As far as the Court’s concerned, at this time, I’m going to say that the plaintiff can have back its costs, because the defendants did lock out the plaintiff, but I’m going to deny the motion for everything else. I’m really returning the parties back to their original positions. And as I have mentioned, the matter is not terminated at this point. There may be other matters, depending upon what happens in the future, that will concern this lease. So as I see it, it’s an interim type of judgment by the Court and really is a situation that the Court returns the parties as to their agreement in the lease; and, therefore, other than the court costs, I’m going to deny the plaintiffs motion for the other costs and attorney’s fees ....

II.

This court nonetheless “find[s the plaintiff] was the prevailing party in the action.” “Once a prevailing party is determined,” the court holds, “a trial court has no discretion concerning whether or not to award fees.” But “whether there was a wrongful eviction and breach of the lease were questions of fact for the [trier of fact] to decide . . . .” Watson v. Brown, 67 Haw. 252, 258, 686 P.2d 12, 16 (1984). That the trier found the plaintiff breached the lease is implicit in its decision. But since “there was at least an excuse for the Plaintiff not to put all the lands in arable condition,” the trial court chose not to sustain the eviction. It decided instead to “return[] the parties ... to their original positions” as an “interim type of judgment.”

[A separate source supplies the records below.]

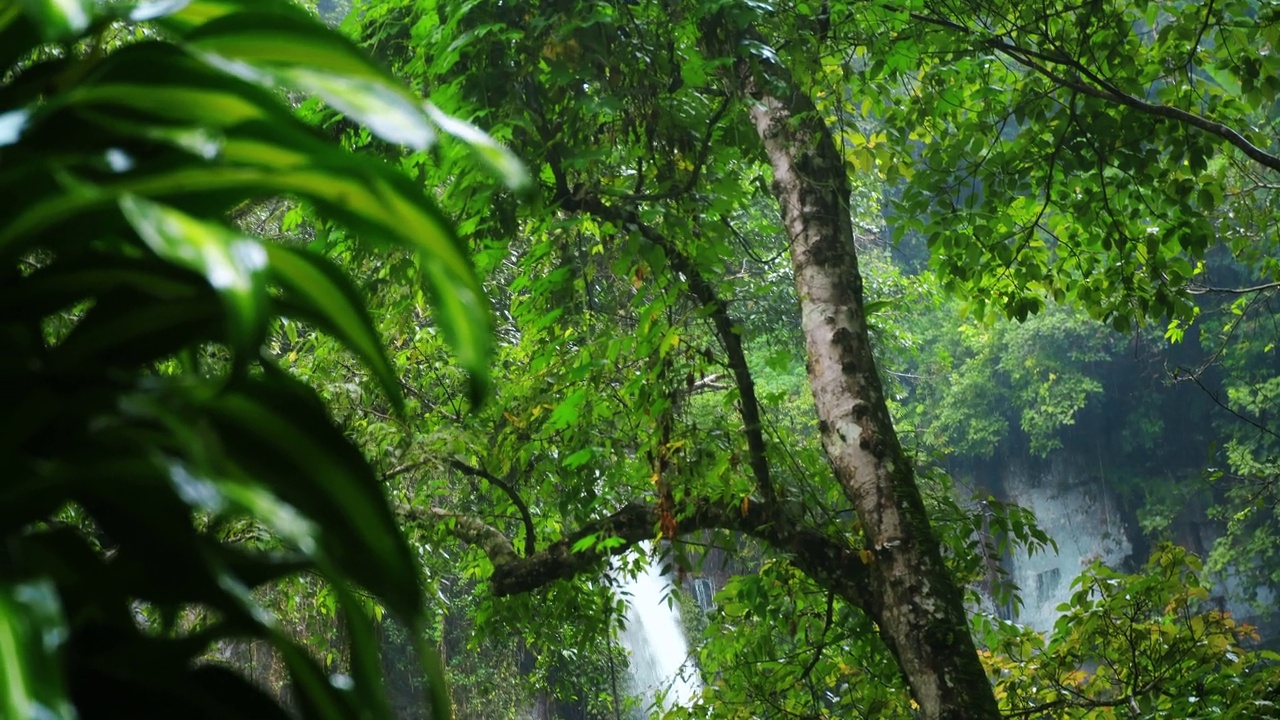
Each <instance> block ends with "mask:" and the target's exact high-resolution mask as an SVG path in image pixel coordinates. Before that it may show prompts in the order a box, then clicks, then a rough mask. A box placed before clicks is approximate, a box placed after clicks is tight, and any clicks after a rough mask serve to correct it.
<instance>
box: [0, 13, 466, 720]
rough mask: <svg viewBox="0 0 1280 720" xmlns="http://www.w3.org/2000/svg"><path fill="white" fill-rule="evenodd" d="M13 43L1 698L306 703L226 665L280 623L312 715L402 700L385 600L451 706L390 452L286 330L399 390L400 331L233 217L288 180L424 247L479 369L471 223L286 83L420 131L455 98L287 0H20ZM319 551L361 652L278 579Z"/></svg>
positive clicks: (338, 608) (367, 122)
mask: <svg viewBox="0 0 1280 720" xmlns="http://www.w3.org/2000/svg"><path fill="white" fill-rule="evenodd" d="M280 47H292V49H294V50H296V49H303V47H305V49H307V53H306V54H303V55H302V56H301V59H298V56H296V55H293V54H292V53H285V54H282V53H279V49H280ZM0 49H3V50H0V53H3V56H0V68H4V85H3V91H0V167H3V172H0V192H3V195H4V196H5V215H4V224H3V231H0V258H3V265H0V337H3V338H4V352H3V360H0V388H3V396H4V407H3V411H0V413H3V415H0V427H3V428H4V432H3V436H4V439H3V446H0V465H3V466H4V468H5V470H4V484H3V487H0V507H3V511H0V534H3V537H4V550H3V552H0V661H3V671H4V678H5V679H4V683H3V684H0V714H3V715H4V716H5V717H15V719H23V717H64V719H70V717H77V716H79V717H95V716H119V715H120V714H125V715H137V716H147V715H152V714H155V712H156V711H157V708H164V712H166V714H177V715H182V716H189V717H230V716H256V717H287V716H289V714H288V712H287V711H285V708H284V707H283V706H280V705H279V702H278V700H276V698H275V697H271V696H270V694H266V693H264V692H262V691H261V689H259V688H256V687H253V685H252V684H250V683H248V682H246V680H244V679H243V678H242V676H241V675H238V674H236V673H233V671H230V670H229V669H227V667H224V666H220V665H215V664H209V662H206V661H204V660H205V659H206V656H207V653H210V652H211V651H212V650H214V648H215V647H219V646H220V644H224V643H227V642H233V641H234V642H241V641H246V639H262V641H266V642H268V643H269V644H270V647H271V648H273V650H274V652H275V653H276V655H278V657H280V659H282V661H283V664H284V665H285V666H287V667H288V675H289V678H291V683H292V687H293V693H292V698H293V710H294V711H296V712H298V714H301V715H302V716H306V717H365V716H369V717H387V716H389V706H388V703H387V698H385V694H384V693H383V679H381V670H380V664H379V655H378V648H376V642H375V635H374V626H372V624H371V621H370V620H371V616H370V614H369V605H370V602H375V601H376V602H378V603H383V605H385V607H388V609H389V610H392V611H394V612H396V614H397V615H398V616H399V618H402V619H403V621H406V623H407V624H408V626H410V628H412V629H413V637H416V638H419V641H417V643H416V644H417V646H419V650H421V651H424V652H422V657H424V661H425V665H424V666H422V670H424V673H425V675H426V676H428V678H429V679H430V684H431V688H430V694H431V702H433V705H434V707H435V710H436V715H438V716H442V717H443V716H447V715H448V697H447V691H445V687H444V683H443V676H442V675H440V671H439V669H438V667H435V666H434V661H433V657H434V655H433V652H431V651H430V650H429V648H428V647H426V646H425V644H422V642H421V638H422V637H424V634H422V630H424V620H425V615H424V605H422V596H421V591H420V585H419V582H417V578H419V573H417V568H416V562H415V560H413V556H412V555H411V552H410V548H408V546H407V544H406V543H404V539H403V536H402V534H401V533H399V530H398V528H397V525H396V523H394V519H393V515H392V514H390V511H389V509H388V506H387V502H385V500H384V495H383V491H381V487H380V486H379V483H378V479H376V477H375V475H374V473H372V471H371V469H370V466H369V464H367V462H366V461H365V459H364V457H362V456H361V455H360V452H358V451H357V448H356V447H355V446H352V445H351V443H349V442H348V441H347V439H346V438H344V437H343V433H342V430H340V429H339V428H338V427H335V425H334V424H332V423H330V421H329V416H328V413H326V410H325V407H324V405H323V404H321V401H320V398H319V397H317V396H316V395H315V392H314V391H312V389H311V388H308V387H307V386H305V384H302V383H300V382H298V380H296V379H293V378H291V377H289V375H288V374H287V373H285V372H283V370H282V369H280V368H279V365H278V361H276V357H274V356H273V355H270V354H264V352H262V351H261V346H262V342H264V338H265V337H266V336H268V334H270V333H274V332H275V331H276V329H278V328H280V327H282V323H284V324H285V325H288V324H291V323H298V322H303V323H307V324H308V325H310V327H315V328H321V329H324V331H325V332H328V333H329V336H330V337H333V338H335V341H337V342H339V343H340V345H342V346H343V347H346V348H348V350H349V351H351V352H352V354H353V356H355V357H357V359H358V361H360V363H362V364H364V365H365V366H366V368H369V369H370V372H371V373H372V374H374V375H375V377H378V378H379V386H380V391H381V392H383V393H384V397H388V398H389V400H388V402H389V405H390V406H392V407H396V409H397V410H398V409H399V407H402V401H401V391H399V386H398V382H397V378H396V377H394V374H393V372H392V368H390V365H389V363H388V360H387V356H385V351H384V348H383V343H381V340H380V338H379V337H378V336H376V334H375V331H374V328H372V325H371V322H370V319H369V315H367V313H366V310H365V305H364V301H362V299H361V297H360V296H358V293H357V292H356V290H355V288H353V287H352V284H351V283H349V281H348V279H347V277H346V275H344V274H343V273H342V272H340V270H339V269H338V268H337V266H335V265H334V264H333V263H330V261H328V260H325V259H324V258H323V256H320V255H317V254H315V252H312V251H308V250H306V249H303V247H301V246H298V245H297V243H292V245H291V243H269V242H264V241H261V240H259V238H256V237H253V236H251V234H246V233H243V232H241V231H239V229H237V228H236V227H234V225H232V224H229V223H228V222H227V220H225V219H227V215H228V214H230V215H237V214H239V215H243V214H244V213H246V211H247V209H248V208H251V204H252V202H253V201H256V200H257V199H261V197H270V196H275V195H280V193H289V195H291V196H294V197H297V199H300V200H305V201H306V202H308V206H310V208H312V209H314V210H315V211H316V213H319V214H321V215H324V217H329V218H333V219H335V220H339V222H342V223H343V225H344V227H348V228H352V229H355V231H358V232H360V233H361V236H362V237H365V238H367V240H369V241H375V240H376V241H381V242H383V243H384V245H385V246H389V247H398V249H402V250H403V251H406V252H410V254H413V256H415V258H417V259H419V263H417V270H419V273H420V275H419V277H421V279H422V281H425V282H424V283H420V286H425V287H426V288H430V290H431V292H433V296H434V297H435V307H436V313H435V322H436V324H438V325H439V327H440V328H442V329H443V332H444V334H445V336H448V337H449V338H451V341H452V342H453V347H454V348H456V356H457V359H458V361H460V363H461V365H463V366H465V368H467V369H468V370H470V372H471V378H472V387H475V388H483V387H484V378H485V377H486V368H488V356H489V351H488V347H489V336H488V311H486V309H485V306H484V304H483V301H481V297H480V296H481V291H480V287H479V283H477V281H476V278H475V275H474V273H472V270H471V265H470V261H468V259H467V258H466V255H465V254H463V251H462V247H461V246H460V245H458V241H457V238H456V236H454V234H453V229H452V227H451V225H449V224H448V223H447V222H445V220H444V219H443V217H442V214H440V211H439V210H438V208H436V206H435V205H434V204H433V202H431V201H430V200H429V197H428V196H426V195H425V193H424V192H422V190H421V188H420V187H417V186H415V184H413V183H411V182H408V181H407V179H406V178H404V176H402V174H399V173H398V172H396V170H394V169H392V168H389V167H387V165H384V164H383V163H380V161H376V160H370V159H367V158H357V156H355V155H352V154H349V152H344V151H342V150H340V149H339V147H337V146H335V145H334V143H332V142H326V141H324V140H323V138H321V137H319V136H317V133H316V132H315V131H314V129H312V128H311V127H307V126H306V124H303V123H301V122H300V120H298V119H297V118H296V117H294V115H293V114H292V113H291V111H289V108H288V105H287V104H285V102H283V101H282V97H280V95H279V91H280V90H282V88H284V87H288V88H293V90H298V91H302V92H310V94H315V95H317V96H320V97H323V99H324V100H325V101H326V102H328V104H330V105H332V106H334V108H340V109H342V110H343V111H344V114H346V115H347V117H349V118H352V119H353V120H356V122H362V123H365V126H366V127H369V128H371V131H372V132H376V133H378V135H380V136H381V137H385V138H388V140H389V141H393V142H407V143H411V145H415V146H417V147H425V146H426V145H428V143H429V142H430V140H431V137H433V136H434V133H435V132H436V131H435V128H434V126H433V120H431V119H429V118H428V115H426V113H425V111H424V110H422V109H421V108H420V104H419V101H417V100H416V99H415V97H413V96H412V95H411V94H408V92H406V91H404V90H402V87H401V86H399V85H398V82H397V81H396V79H394V78H393V77H390V76H389V74H387V73H385V72H384V70H381V69H379V68H378V67H376V65H374V64H371V63H369V61H367V60H366V59H365V56H364V55H362V54H361V53H360V51H358V50H357V49H356V47H355V46H353V45H352V44H351V42H349V41H347V40H344V38H342V37H340V36H338V35H335V33H333V32H330V31H328V29H325V28H324V27H323V26H321V24H319V23H317V22H316V20H315V19H314V18H312V17H310V15H308V14H307V13H305V12H303V10H301V9H300V8H298V6H296V5H293V4H292V3H285V1H279V3H270V1H259V0H255V1H252V3H227V1H218V3H202V1H195V3H169V4H164V3H91V1H87V0H86V1H81V3H45V1H32V3H24V4H17V3H13V1H5V3H3V4H0ZM435 122H443V124H445V126H449V127H457V126H458V123H457V122H456V120H451V119H448V118H443V115H439V117H438V118H436V120H435ZM451 123H452V126H451ZM468 132H471V131H468ZM472 135H476V133H472ZM472 141H475V142H477V143H480V142H484V138H475V137H472ZM285 318H288V319H285ZM229 541H230V542H229ZM300 574H314V577H315V578H321V579H323V582H320V583H308V584H311V585H312V587H314V588H315V587H316V585H319V587H320V588H323V591H321V592H324V593H328V594H329V597H330V601H329V603H330V609H332V610H337V609H340V611H342V618H343V626H344V629H346V630H344V632H346V637H347V648H346V652H344V656H346V657H344V659H343V660H344V664H343V665H340V669H342V670H343V673H342V674H333V675H332V676H330V674H332V673H333V670H334V667H328V669H326V667H325V666H324V665H321V664H317V662H316V660H314V659H312V656H311V653H308V652H307V650H306V648H305V647H303V646H302V644H300V642H298V639H297V638H294V637H292V635H291V632H289V629H288V628H287V626H283V625H282V624H280V623H279V621H278V620H276V619H275V616H273V614H271V612H270V611H268V610H266V609H265V607H264V606H262V605H260V602H259V598H257V597H255V593H253V591H255V588H259V587H260V585H264V584H266V583H271V582H274V580H279V579H282V578H285V577H300ZM303 577H305V575H303ZM366 592H367V593H371V594H369V596H365V594H364V593H366Z"/></svg>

As the majority acknowledges, a finding that there was no prevailing party is implicit in the trial court’s rejection of the plaintiffs plea for attorney’s fees. Given the circumstances, I would have to agree with the trial court that no one prevailed. Lawsuits do not invariably yield prevailing parties — some lawsuits like some football games end in ties. No one prevailed here because the trial court deemed it equitable to excuse for the moment the lessee’s failure to abide by the lease. It was *631then fair also to withhold any award of attorney’s fees.

Yet this court overrules the trial court, presumably because the defendants “engaged in a very serious act of self-help in locking out [the plaintiff].” What is condemned, however, has been expressly approved, for we only recently said a commercial lessor is “legally entitled to exercise its rights under the lease to evict [the lessee] without first bringing a [legal] proceeding.” Watson v. Brown, 67 Haw. at 258, 686 P.2d at 16. Thus I find no reason to fault the trial court.